Dutch electronics giant Philips reported a net loss on Monday morning on weakness in China and Russia, in its first earnings update since it announced plans to spin off its lighting business.
The company said third-quarter sales came in at 5.5 billion euros ($7 billion) with a net loss of 104 million euros. For the same period last year the company reported net income of 281 million euros. Shares opened lower by 2 percent in early deals on Monday.
Philips saw weakness in China and Russia, as well as being negatively impacted by currency strength. It added that it expected to incur around 50 million euros worth of additional restructuring costs between 2014 and 2016.
CEO Frans van Houten was positive on a rebound in China despite gross domestic product figures in the country showing a continued fall from its days of double-digit growth. He said that Philips needed to take care of its trade pipeline in China and expected next year to see better results for its operations in the region.
With Russia, van Houten was a little less optimistic.
"Russia will take a bit longer," he told CNBC Monday. "I really hope there will be diplomatic solutions to the tensions."

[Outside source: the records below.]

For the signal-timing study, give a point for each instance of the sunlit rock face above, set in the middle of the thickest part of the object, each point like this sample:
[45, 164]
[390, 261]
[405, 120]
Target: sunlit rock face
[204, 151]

In late September, the 120-year-old company announced plans to create a stand-alone lighting business to run alongside its consumer and health-care divisions. This would mean both units would have "dedicated capital market access" with van Houten explaining that he was still very hopeful that the lighting business will enjoy a flotation on the stock market in the near future.
"The separation will take between 12 and 18 months," he said. "It's part of the journey and it's the right time to take the decision."
Although not satisfied with the company's third-quarter results, he did add that its European operations had seen growth and highlighted that its 2016 financial targets had not been changed.